Santos has received international praise for her work and earlier this year received a Genius Award from the Liberty Science Center in New Jersey. She has been on the faculty at Yale since 2003. In 2016, she was named Head of Yale’s largest residential college, Silliman, which she likens to Slytherin or Gryffendor at Harry Potter’s Hogwarts School of Witchcraft and Wizardry.
“As Head of College, I eat meals with students and hang out in their coffee shop, and I started getting worried that students are more and more depressed and stressed out.”
It was upon assuming her new duties at Silliman College, says Santos, that the idea of teaching a course on happiness began to take shape: “As Head of College, I eat meals with students and hang out in their coffee shop, and I started getting worried that students are more and more depressed and stressed out.”
According to the National College Health Assessment, data from a Spring 2018 survey of nearly 74,000 undergraduates show that 42.9% of respondents felt too depressed to function over the previous twelve months, 64.3% experienced overwhelming anxiety, and 88.1% felt overwhelmed by all they had to do. Santos says she wanted to do something to address the high levels of stress, anxiety and overwhelm on campus. If we humans are likely to misinterpret our surroundings and miscalculate what actions will bring us greater happiness, what, exactly, can we do to be more fulfilled? Santos’s course approaches this question from two perspectives. In the first half, she delves into several decades of research exploring what makes happy people happy. In the second half, she helps students understand the science behind behavior change and the development of new habits.

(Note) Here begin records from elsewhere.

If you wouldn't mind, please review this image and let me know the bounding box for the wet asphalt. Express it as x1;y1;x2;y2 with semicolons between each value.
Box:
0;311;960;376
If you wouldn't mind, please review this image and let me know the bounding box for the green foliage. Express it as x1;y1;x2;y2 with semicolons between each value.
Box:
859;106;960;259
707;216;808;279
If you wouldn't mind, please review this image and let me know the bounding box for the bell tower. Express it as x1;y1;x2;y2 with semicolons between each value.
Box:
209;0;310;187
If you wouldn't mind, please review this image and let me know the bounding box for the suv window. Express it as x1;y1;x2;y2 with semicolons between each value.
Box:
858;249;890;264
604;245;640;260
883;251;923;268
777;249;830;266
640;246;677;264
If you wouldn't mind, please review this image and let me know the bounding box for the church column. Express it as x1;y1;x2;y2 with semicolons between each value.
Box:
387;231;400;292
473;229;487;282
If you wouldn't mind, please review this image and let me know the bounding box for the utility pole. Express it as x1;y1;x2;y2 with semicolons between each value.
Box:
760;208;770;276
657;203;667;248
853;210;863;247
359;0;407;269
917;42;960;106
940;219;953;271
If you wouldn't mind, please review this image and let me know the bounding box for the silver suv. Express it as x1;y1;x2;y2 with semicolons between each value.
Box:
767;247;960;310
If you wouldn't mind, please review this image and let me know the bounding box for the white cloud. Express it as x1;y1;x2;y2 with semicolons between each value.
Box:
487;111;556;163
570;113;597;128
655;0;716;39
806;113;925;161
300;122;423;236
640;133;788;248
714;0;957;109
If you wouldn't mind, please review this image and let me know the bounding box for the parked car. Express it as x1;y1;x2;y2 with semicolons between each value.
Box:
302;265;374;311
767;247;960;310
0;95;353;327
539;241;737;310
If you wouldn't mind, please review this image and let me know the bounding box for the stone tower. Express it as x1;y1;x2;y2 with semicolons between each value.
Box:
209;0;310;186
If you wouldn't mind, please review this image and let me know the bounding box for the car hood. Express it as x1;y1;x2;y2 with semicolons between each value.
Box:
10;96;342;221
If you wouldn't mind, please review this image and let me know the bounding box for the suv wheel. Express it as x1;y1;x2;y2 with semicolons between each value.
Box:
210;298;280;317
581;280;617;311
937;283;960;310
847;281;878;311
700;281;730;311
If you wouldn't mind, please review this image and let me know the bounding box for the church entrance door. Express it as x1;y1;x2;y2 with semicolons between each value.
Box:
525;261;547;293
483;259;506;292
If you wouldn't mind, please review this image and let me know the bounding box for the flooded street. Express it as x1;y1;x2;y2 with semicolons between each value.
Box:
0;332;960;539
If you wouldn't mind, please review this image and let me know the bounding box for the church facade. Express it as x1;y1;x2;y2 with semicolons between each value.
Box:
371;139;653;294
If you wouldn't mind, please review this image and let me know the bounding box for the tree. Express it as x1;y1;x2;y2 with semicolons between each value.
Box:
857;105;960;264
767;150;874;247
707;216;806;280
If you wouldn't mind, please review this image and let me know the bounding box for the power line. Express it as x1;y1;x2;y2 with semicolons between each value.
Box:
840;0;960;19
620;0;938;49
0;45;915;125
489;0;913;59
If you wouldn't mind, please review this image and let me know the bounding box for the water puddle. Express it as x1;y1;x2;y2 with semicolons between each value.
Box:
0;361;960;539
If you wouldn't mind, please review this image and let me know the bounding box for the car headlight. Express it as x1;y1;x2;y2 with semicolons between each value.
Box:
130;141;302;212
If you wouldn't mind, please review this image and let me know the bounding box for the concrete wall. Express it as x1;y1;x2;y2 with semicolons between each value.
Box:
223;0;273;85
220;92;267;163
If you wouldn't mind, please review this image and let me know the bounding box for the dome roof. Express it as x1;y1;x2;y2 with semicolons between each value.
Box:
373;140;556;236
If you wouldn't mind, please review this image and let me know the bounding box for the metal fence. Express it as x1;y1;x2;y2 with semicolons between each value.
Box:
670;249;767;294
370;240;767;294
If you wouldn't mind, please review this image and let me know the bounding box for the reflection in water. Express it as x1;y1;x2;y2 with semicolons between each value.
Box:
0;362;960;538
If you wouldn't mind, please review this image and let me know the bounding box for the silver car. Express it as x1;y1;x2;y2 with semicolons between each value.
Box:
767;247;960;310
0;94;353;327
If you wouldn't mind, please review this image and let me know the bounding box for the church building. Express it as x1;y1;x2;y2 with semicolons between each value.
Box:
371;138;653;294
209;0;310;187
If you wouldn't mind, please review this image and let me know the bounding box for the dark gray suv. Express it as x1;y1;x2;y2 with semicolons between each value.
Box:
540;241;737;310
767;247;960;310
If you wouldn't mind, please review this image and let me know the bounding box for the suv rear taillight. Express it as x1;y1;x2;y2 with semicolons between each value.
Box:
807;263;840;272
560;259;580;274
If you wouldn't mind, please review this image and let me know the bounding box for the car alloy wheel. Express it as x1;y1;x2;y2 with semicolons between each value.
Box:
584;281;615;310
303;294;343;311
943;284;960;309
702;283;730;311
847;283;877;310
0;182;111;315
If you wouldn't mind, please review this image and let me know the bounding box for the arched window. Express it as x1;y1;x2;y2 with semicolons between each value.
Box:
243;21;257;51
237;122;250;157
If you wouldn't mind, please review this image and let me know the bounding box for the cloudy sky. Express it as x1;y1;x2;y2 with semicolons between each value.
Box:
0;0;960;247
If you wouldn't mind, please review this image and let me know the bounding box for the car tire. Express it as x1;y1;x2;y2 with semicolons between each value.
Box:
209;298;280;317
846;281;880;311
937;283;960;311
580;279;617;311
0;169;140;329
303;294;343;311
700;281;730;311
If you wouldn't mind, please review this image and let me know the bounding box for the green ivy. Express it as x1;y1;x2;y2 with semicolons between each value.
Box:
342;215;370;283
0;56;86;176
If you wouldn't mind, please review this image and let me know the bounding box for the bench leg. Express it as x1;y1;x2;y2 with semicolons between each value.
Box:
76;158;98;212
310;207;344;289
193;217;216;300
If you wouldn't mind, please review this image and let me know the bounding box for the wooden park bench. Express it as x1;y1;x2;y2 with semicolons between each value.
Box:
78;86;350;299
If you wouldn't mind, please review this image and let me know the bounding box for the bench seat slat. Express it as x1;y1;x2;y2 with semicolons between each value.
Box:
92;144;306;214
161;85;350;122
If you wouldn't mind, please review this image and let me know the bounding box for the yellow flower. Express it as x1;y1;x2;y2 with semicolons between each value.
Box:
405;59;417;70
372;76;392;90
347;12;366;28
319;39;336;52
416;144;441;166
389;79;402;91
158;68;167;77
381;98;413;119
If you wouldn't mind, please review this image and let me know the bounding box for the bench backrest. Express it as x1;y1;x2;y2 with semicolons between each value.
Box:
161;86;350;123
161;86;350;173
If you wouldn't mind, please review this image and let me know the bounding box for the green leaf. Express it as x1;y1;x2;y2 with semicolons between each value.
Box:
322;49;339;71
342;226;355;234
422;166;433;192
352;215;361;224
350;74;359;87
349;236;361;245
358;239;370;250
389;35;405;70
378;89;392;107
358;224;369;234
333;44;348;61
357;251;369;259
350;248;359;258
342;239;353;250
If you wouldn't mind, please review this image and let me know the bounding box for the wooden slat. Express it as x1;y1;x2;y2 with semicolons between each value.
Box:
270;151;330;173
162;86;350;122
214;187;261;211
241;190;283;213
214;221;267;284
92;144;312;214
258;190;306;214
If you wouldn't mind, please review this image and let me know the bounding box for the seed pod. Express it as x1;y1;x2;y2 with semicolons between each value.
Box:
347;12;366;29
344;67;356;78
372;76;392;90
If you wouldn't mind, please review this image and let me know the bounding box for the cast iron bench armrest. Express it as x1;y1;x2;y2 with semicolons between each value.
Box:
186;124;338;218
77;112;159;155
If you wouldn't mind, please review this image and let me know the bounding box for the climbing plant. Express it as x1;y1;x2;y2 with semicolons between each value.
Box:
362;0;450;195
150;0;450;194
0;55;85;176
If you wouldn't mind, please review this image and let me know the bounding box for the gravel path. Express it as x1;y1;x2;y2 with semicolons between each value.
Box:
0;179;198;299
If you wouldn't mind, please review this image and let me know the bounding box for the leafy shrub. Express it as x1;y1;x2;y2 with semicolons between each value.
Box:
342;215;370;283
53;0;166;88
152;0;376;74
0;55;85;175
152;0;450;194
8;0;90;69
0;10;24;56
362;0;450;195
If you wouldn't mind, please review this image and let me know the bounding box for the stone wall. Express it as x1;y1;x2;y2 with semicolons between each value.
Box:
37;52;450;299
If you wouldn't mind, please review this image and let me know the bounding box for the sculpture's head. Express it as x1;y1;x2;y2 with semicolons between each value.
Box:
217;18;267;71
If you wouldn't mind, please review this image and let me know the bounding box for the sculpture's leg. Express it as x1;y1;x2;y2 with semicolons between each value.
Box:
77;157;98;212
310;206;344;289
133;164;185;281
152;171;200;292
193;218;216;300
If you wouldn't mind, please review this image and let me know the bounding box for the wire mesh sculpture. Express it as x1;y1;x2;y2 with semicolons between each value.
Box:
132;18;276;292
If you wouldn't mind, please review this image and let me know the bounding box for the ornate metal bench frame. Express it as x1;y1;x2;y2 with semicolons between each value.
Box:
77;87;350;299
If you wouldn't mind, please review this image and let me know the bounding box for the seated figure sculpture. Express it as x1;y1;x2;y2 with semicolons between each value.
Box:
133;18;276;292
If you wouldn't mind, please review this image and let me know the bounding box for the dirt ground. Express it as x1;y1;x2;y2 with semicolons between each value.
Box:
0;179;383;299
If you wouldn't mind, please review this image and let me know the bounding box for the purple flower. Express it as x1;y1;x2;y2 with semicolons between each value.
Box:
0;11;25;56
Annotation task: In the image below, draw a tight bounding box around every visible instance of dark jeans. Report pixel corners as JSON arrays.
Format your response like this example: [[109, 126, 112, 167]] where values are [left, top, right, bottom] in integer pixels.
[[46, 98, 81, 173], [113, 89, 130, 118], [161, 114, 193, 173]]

Students must also complete assigned “re-wirements,” which are activities meant to “re-wire” the brain and build the kinds of practices research shows happy people are most likely to follow. These include exercising 30 minutes a day, getting 7-8 hours of sleep a night, starting a meditation practice, interacting socially and in person with friends and strangers, and being kind or generous to someone else. Taking breaks from social media is recommended.
Given the popularity of “Psychology and the Good Life,” Yale has included it in the free Coursera online learning platform as “The Science of Well-Being.” To date, more than 170,000 people from at least 170 countries have enrolled.
For Santos, the online course offers an opportunity to collect information about a large pool of human research subjects, something she didn’t do last spring at Yale because she hadn’t anticipated so many students would enroll. In the Coursera offering, students take happiness assessments at the beginning and end of the course. With such a large number of responses, Santos says she hopes she’ll be able to scientifically assess the impacts of the various assigned activities. She is also exploring the idea of writing a book about the science behind happiness and the impacts of behavior change on well-being, drawing on her cognitive comparison work as well as the results from the online student surveys. High schools and middle schools around the country have expressed interest in adapting the course for their students, too.
Asked what she does to boost her own happiness and reduce the stresses of a busy academic life, Santos says that she tries to “practice what I preach” and incorporate more meditation and expressions of gratitude into her daily routine.
But in the end, in Santos’s view, it’s not just reducing individual stress and boosting one’s own well-being that is important. In an ever more complex, fractious, and fragmented world, if enough people slow down, make personal connections, and focus on positive interactions, it might be possible to promote greater well-being at a societal level and inch us one or two steps closer to world peace.